New Zealand’s general election on 23 September has left the final make-up of the Government in limbo, with neither Labour nor National able to lead without the assistance of Winston Peters and New Zealand First. Labour would also have to join with the Greens to make up the numbers, should Winston Peters decide to form a coalition with Labour.
Excluding the Special Votes – that won’t be counted until 7 October – Labour is on 35.8% (46 seats), National is on 46% (58 seats), New Zealand First 7.5% (9 seats) and Greens 5.9% (7 seats).
But even without the final votes being counted, New Zealand First’s “bottom lines” around housing and immigration will likely spill over into changes to the property market, Property Institute of New Zealand chief executive Ashley Church says.
“New Zealand First policy puts a big emphasis on getting young people into their first home – so I’d expect to see the LVRs gone or heavily reduced, as part of a suite of policies to achieve that.”
The party’s non-negotiables will likely include, among others, a ban or partial ban on the sale of New Zealand residential property to foreign buyers, and a reduction in immigration numbers.
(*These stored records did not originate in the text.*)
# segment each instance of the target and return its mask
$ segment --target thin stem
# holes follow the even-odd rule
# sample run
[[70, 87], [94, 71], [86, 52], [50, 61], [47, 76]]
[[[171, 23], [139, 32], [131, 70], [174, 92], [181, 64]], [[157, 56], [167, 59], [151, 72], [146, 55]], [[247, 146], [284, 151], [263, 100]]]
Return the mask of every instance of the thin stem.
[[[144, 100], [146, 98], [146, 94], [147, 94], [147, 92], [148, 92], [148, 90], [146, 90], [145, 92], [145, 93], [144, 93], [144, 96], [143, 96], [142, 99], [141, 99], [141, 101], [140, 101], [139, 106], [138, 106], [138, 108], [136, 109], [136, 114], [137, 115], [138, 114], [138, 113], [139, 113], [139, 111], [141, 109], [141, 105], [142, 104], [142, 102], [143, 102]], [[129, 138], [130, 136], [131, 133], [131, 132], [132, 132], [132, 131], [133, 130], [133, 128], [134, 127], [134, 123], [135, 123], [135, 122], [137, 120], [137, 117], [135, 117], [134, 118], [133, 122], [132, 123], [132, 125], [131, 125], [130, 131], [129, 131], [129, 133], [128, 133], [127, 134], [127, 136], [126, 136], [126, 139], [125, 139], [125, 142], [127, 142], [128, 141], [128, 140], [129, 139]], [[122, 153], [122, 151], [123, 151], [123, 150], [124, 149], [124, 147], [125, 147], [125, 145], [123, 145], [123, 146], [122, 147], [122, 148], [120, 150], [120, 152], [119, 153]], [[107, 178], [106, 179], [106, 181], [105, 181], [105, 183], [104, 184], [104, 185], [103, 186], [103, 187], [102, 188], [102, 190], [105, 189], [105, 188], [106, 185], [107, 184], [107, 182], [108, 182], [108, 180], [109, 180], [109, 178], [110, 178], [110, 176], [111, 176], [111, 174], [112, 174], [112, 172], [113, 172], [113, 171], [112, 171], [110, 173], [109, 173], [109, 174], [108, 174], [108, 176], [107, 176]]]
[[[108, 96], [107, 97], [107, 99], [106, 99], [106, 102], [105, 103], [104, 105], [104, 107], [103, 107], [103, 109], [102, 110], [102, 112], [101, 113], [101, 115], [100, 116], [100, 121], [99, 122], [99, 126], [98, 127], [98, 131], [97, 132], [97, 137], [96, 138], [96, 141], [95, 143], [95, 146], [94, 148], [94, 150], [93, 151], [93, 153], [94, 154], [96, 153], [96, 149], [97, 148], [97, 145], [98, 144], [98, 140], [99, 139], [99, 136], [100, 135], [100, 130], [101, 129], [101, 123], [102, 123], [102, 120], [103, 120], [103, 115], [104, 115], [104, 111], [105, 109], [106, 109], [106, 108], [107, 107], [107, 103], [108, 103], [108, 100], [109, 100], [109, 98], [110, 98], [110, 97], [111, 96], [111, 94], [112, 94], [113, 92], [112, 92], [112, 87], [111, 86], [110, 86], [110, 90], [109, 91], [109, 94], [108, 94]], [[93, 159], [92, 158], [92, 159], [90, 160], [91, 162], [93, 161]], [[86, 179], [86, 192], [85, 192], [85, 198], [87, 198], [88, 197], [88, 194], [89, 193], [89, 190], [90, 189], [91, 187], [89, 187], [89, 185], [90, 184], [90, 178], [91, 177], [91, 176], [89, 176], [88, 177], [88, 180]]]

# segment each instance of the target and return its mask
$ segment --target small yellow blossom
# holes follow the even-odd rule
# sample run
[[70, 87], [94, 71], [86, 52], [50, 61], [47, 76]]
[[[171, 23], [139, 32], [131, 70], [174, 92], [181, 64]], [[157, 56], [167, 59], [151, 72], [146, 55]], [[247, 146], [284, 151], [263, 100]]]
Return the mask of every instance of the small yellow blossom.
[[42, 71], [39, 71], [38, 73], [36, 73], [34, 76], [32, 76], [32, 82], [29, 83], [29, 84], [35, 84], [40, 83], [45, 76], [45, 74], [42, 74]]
While New Zealand First does not have a formal policy on the Reserve Bank of New Zealand’s LVR restrictions, Mr Church expects the current rules (where the majority of first home buyers need a 20% deposit) to be relaxed over the next 12 months.
But, despite the political uncertainty, property prices are not currently massively fluctuating and, instead are, maintaining a “holding pattern”, the latest Property Institute/Valocity Regional Insight Report.
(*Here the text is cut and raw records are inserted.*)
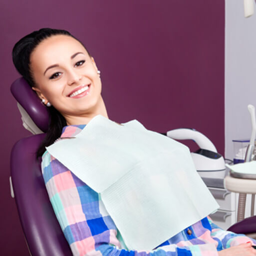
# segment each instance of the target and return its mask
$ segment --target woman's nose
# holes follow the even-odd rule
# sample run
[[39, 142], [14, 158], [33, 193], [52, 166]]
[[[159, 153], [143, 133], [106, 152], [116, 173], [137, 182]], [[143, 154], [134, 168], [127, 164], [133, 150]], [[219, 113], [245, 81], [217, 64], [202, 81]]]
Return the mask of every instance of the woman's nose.
[[82, 76], [75, 70], [70, 70], [68, 73], [68, 85], [72, 85], [74, 83], [77, 83], [82, 78]]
The national median sales price has remained at $480,000 over the past 12 months, even though sales volumes have decreased by 29.3%, compared with August 2016.
“As predicted, there’s no ‘correction [to the property market]. Kiwis have just made an orderly retreat from the market while they wait to see what happens next.
“Based on the experience of 2011 and 2014, this slowdown is probably due to uncertainty around the election outcome – but there’s no doubt that LVR restrictions and credit rationing by the banks, have also played a part,” Mr Church says.